Although numbers don’t lie, with data analysis comes certain risks. Data can be manipulated, misinterpreted or even misused. If data is misinterpreted by journalists, the obtained news from the data might eventually mislead the reader and may draw a distorted image of reality. In this article we’ll take a look into the risks of using data sets to create news within numbers and what one should realize when using data to tell a story.
When women don’t get maried, they’re screwed.
This seems a bit radical, although it has been concluded by journalists. Paul Bradshaw, an online journalist with the Birmingham City University, argues that data journalism can start in two ways: ‘there is a question that needs data, or there is a dataset that needs questioning’. But even though the growth of big data from public services, business or governmental organisations, not all data is of journalistic value or contains a newsworthy story. It is of great importance to make a thorough analysis of the available data, and determine whether the information contains news or might be of support to a story.
An article from The Washington Post last year, showed an example where open data is easily misinterpreted or misused. The Washington Post published an article about violence against women, and in particular which type of women are more likely to become a victim of assaults or abuse. According to the journalists from The Washington Post, data analysis showed that married women are safer than unmarried women, and girls raised by their own (married) father are less likely to be abused or assaulted than girls that are being raised without their own father. The claims from the Washington Post were based on a graph that was published in 2012 by the Department of Justice from the United States. According to Shannon Catalano, a statistician at the Bureau of Justice Statistics and the author of the study that was used in the article from the Washington Post, her data was presented without sufficient context.
There were much more factors to be mentioned that were associated with violence against women. The Washington Post only used data from a single variable, household composition, and made their conclusions, telling their readers a story which was actually misinterpreted from the original data. One could say the available data was actually misused in order to create a news article. And this is where my statement ‘In data we generally can’t observe the things we want to measure’ comes in. It is very rare that specific questions can be answered directly through the observations from a set of data. When we are searching for newsworthy stories in data, we’d rather look for information that can be related to the question we want to answer. Therefore, this could mean that we have to search multiple sources and data, before we eventually find a newsworthy story.
Ok let’s combine multiple data sets than…

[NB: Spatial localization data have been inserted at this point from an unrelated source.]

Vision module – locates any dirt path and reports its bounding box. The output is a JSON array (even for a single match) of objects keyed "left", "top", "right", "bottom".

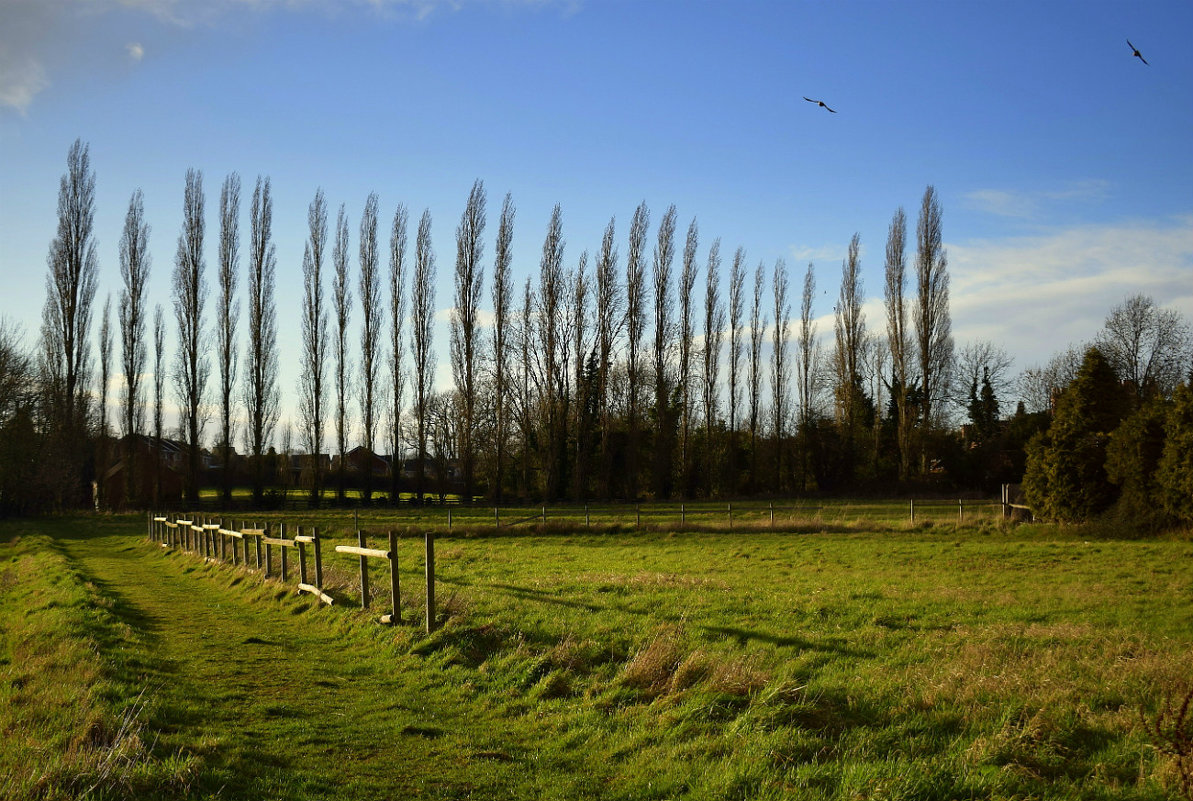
[{"left": 56, "top": 525, "right": 523, "bottom": 800}]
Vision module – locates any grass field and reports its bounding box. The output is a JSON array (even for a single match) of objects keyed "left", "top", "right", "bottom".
[{"left": 2, "top": 511, "right": 1191, "bottom": 799}]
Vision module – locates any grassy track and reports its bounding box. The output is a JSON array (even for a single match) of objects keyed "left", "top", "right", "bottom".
[{"left": 3, "top": 515, "right": 1192, "bottom": 799}]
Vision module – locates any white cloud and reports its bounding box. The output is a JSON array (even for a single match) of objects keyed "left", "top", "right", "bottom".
[
  {"left": 962, "top": 180, "right": 1111, "bottom": 219},
  {"left": 0, "top": 56, "right": 48, "bottom": 113},
  {"left": 126, "top": 42, "right": 145, "bottom": 61},
  {"left": 947, "top": 215, "right": 1193, "bottom": 367}
]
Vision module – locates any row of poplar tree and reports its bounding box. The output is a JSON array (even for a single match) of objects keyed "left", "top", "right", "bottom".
[{"left": 8, "top": 138, "right": 1188, "bottom": 516}]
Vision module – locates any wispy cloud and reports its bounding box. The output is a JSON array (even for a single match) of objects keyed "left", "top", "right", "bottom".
[
  {"left": 947, "top": 214, "right": 1193, "bottom": 366},
  {"left": 0, "top": 0, "right": 580, "bottom": 112},
  {"left": 962, "top": 180, "right": 1111, "bottom": 219}
]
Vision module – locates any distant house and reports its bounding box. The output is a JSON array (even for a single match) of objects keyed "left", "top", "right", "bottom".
[
  {"left": 99, "top": 434, "right": 184, "bottom": 509},
  {"left": 339, "top": 446, "right": 390, "bottom": 478}
]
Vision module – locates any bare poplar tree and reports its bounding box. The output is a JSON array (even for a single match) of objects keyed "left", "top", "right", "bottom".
[
  {"left": 537, "top": 204, "right": 566, "bottom": 500},
  {"left": 451, "top": 180, "right": 486, "bottom": 504},
  {"left": 97, "top": 295, "right": 112, "bottom": 505},
  {"left": 491, "top": 194, "right": 515, "bottom": 505},
  {"left": 172, "top": 168, "right": 208, "bottom": 507},
  {"left": 771, "top": 259, "right": 791, "bottom": 493},
  {"left": 331, "top": 205, "right": 352, "bottom": 504},
  {"left": 748, "top": 261, "right": 766, "bottom": 493},
  {"left": 624, "top": 201, "right": 650, "bottom": 499},
  {"left": 595, "top": 217, "right": 620, "bottom": 499},
  {"left": 118, "top": 190, "right": 150, "bottom": 506},
  {"left": 357, "top": 192, "right": 381, "bottom": 504},
  {"left": 702, "top": 239, "right": 725, "bottom": 497},
  {"left": 216, "top": 173, "right": 240, "bottom": 506},
  {"left": 41, "top": 138, "right": 98, "bottom": 506},
  {"left": 388, "top": 203, "right": 408, "bottom": 505},
  {"left": 914, "top": 185, "right": 953, "bottom": 449},
  {"left": 518, "top": 279, "right": 535, "bottom": 499},
  {"left": 410, "top": 209, "right": 436, "bottom": 504},
  {"left": 796, "top": 263, "right": 818, "bottom": 489},
  {"left": 299, "top": 189, "right": 329, "bottom": 507},
  {"left": 883, "top": 207, "right": 912, "bottom": 479},
  {"left": 677, "top": 219, "right": 699, "bottom": 497},
  {"left": 152, "top": 304, "right": 165, "bottom": 505},
  {"left": 245, "top": 175, "right": 279, "bottom": 507},
  {"left": 727, "top": 246, "right": 746, "bottom": 493},
  {"left": 833, "top": 233, "right": 866, "bottom": 475},
  {"left": 571, "top": 250, "right": 591, "bottom": 500},
  {"left": 649, "top": 204, "right": 677, "bottom": 498}
]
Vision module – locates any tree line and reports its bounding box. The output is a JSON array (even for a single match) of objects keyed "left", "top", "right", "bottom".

Another phenomenon for searching hidden stories in data, is to combine multiple data sets to create news stories. Combining multiple data sets, and visualize them together, has been done by Simon Rogers, former editor at The Guardian, in the past. In 2012 The Guardian combined data of homicide by firearms rates per 100.000 people and percentages of homicides by firearm, and conducted a map that showed the average firearms per 100 people on earth.

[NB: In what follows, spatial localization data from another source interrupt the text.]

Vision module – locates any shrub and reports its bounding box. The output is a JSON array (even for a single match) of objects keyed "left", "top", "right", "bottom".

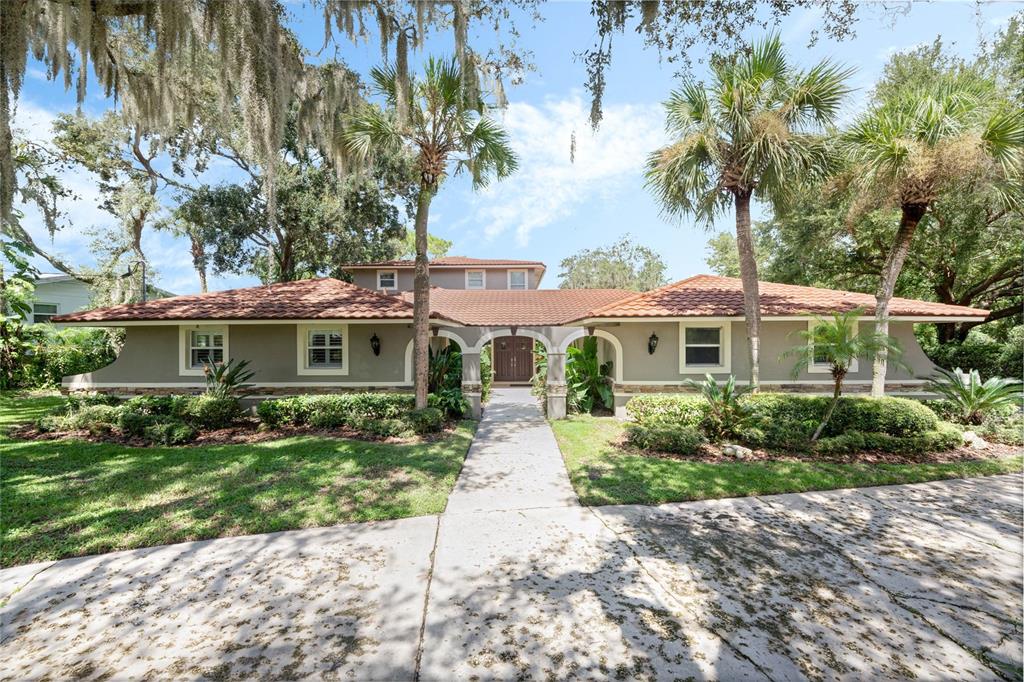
[
  {"left": 122, "top": 395, "right": 188, "bottom": 417},
  {"left": 814, "top": 422, "right": 963, "bottom": 456},
  {"left": 626, "top": 421, "right": 706, "bottom": 455},
  {"left": 39, "top": 404, "right": 120, "bottom": 434},
  {"left": 143, "top": 419, "right": 196, "bottom": 445},
  {"left": 626, "top": 395, "right": 707, "bottom": 428},
  {"left": 977, "top": 412, "right": 1024, "bottom": 446},
  {"left": 117, "top": 409, "right": 158, "bottom": 437},
  {"left": 566, "top": 337, "right": 613, "bottom": 413},
  {"left": 65, "top": 392, "right": 121, "bottom": 412},
  {"left": 480, "top": 344, "right": 493, "bottom": 402},
  {"left": 410, "top": 407, "right": 444, "bottom": 434},
  {"left": 925, "top": 329, "right": 1020, "bottom": 381},
  {"left": 827, "top": 397, "right": 937, "bottom": 437},
  {"left": 181, "top": 395, "right": 240, "bottom": 429},
  {"left": 255, "top": 394, "right": 417, "bottom": 429},
  {"left": 256, "top": 399, "right": 288, "bottom": 428},
  {"left": 18, "top": 327, "right": 119, "bottom": 388},
  {"left": 350, "top": 417, "right": 411, "bottom": 438},
  {"left": 429, "top": 388, "right": 469, "bottom": 418}
]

Although mashup of different data sets is a powerful tool for data and news processing, there are some risks as well. In data journalism it is often easy to visualize and show what is going on in a specific event, but it is much harder to find out why something is happening. If we look at the homicide/firearms maps from The Guardian, we may be inclined to think that a larger amount of firearms is causing more homicides, but this is not necessarily true. In order to do such conclusions, one would eventually need the use of statistical methods to find relationships in the founded patterns in the data.
Tue relationship or merely a coincidental artifact?

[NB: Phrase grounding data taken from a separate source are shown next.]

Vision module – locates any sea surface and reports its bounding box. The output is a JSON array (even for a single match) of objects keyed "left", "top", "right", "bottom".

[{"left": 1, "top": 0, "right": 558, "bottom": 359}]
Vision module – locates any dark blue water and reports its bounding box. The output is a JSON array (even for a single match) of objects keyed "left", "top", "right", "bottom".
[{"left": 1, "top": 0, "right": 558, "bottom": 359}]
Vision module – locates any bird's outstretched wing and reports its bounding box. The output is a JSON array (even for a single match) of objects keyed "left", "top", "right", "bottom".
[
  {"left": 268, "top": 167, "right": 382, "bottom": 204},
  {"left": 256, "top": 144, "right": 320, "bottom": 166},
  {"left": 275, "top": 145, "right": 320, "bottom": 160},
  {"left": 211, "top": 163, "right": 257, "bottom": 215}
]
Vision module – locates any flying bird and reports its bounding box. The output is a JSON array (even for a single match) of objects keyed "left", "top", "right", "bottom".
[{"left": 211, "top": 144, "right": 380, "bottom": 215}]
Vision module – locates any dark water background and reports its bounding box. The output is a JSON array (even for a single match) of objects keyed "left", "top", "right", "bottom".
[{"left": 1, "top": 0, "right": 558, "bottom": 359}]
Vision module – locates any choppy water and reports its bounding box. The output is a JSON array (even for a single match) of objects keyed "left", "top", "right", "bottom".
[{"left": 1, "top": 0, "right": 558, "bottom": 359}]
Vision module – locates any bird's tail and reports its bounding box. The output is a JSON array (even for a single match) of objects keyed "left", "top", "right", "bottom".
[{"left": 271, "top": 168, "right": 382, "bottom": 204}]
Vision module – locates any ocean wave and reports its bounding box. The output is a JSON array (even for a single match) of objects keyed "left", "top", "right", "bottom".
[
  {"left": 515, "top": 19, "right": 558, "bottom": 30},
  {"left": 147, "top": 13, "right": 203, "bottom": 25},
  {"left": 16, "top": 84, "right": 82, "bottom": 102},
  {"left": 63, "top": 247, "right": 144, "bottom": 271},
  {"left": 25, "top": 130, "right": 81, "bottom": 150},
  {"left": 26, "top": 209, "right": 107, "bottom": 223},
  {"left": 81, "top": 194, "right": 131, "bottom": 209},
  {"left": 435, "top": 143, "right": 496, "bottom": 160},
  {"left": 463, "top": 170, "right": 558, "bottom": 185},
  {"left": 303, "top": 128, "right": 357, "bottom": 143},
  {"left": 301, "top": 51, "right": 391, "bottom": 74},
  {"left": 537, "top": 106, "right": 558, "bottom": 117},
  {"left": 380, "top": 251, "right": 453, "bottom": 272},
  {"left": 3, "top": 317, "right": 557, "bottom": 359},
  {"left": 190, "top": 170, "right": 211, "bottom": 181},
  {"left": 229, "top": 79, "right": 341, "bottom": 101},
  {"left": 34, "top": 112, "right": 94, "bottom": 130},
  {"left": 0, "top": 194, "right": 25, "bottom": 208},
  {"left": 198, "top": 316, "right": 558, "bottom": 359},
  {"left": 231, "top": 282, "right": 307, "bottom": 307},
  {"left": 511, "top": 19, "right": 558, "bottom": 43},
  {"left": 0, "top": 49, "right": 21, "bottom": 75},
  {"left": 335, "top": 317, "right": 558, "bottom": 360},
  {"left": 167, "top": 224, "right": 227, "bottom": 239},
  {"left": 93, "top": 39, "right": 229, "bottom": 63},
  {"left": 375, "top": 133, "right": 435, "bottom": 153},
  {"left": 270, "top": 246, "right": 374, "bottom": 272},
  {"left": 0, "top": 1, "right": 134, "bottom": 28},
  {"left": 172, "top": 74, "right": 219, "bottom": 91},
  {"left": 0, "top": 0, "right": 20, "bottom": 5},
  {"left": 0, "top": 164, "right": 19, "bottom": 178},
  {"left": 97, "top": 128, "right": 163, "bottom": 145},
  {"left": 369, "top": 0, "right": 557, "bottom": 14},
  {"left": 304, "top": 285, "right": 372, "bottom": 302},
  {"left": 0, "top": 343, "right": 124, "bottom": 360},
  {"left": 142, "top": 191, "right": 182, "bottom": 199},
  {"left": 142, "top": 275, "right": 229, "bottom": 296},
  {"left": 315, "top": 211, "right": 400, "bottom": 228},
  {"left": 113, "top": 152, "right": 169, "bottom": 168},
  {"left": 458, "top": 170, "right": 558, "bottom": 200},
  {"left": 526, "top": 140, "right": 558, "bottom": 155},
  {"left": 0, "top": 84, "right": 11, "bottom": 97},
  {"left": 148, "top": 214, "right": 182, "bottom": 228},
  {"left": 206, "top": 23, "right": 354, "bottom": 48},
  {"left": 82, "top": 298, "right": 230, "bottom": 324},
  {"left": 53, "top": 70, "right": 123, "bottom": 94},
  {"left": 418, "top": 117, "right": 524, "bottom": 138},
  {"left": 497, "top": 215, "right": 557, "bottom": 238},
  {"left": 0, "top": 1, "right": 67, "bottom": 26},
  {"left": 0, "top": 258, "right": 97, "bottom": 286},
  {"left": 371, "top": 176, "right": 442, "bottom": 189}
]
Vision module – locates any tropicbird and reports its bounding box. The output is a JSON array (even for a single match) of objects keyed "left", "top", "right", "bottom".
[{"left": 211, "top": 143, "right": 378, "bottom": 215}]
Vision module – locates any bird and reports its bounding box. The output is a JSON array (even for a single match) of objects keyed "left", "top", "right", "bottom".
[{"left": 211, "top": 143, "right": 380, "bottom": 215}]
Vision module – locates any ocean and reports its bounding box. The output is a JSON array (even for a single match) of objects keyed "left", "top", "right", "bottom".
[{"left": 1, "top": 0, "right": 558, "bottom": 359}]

This leads us to the hardest part in data journalism: finding a true relationship. When analyzing data sets, the main difficulty is to find patterns in the data that actually represent a true relationship. According to Harford (2014) finding causation in big data is much more difficult to do, and sometimes even impossible, than finding correlations in the data. It might even lead to multiple-comparison problems, where journalists look at as many possible patterns in data and calculate any correlation they can find. But the main problem is that if you do not know what is behind the found correlation(s), you have no idea what might have caused it in the first place. Just like the homicide/firearm example from The Guardian, according to the data it is easy to guess that an increased number of firearms, cause more homicides. But the thing is that if you guess what might have caused a certain correlation, there is a risk of getting a distorted view of the actual relationships that exist in data.
So when reviewing my statement ‘in data we generally can’t observe the things we want to measure’, I do not argue that we can’t observe anything in data sets. I’d like to point out that one needs to be careful when analyzing data, and has to take several pitfalls in mind before drawing any hard conclusions out of numbers. It is important to be critical at one’s own analysis, and to search for valid statistical evidence to ensure that true stories are to be told.
- Aitamurto, T., Sirkkunen, E., & Lehtonen, P. (2011). Trends in data journalism.Espoo: VTT.
- Fivethirtyeight. (2014). The Washington Post Misused the Data on Violence Against Women.
- Harcup, T., & O’neill, D. (2001). What is news? Galtung and Ruge revisited.Journalism studies, 2(2), 261-280.
- Harford, T. (2014). Big data: A big mistake?. Significance, 11(5), 14-19.
- Online journalism blog. (2011). The inverted pyramid of data journalism.
- The Guardian. (2012). Gun ownership homicides map.
- The Washington Post. (2014). The best way to end violence against women stop taking lovers and get married.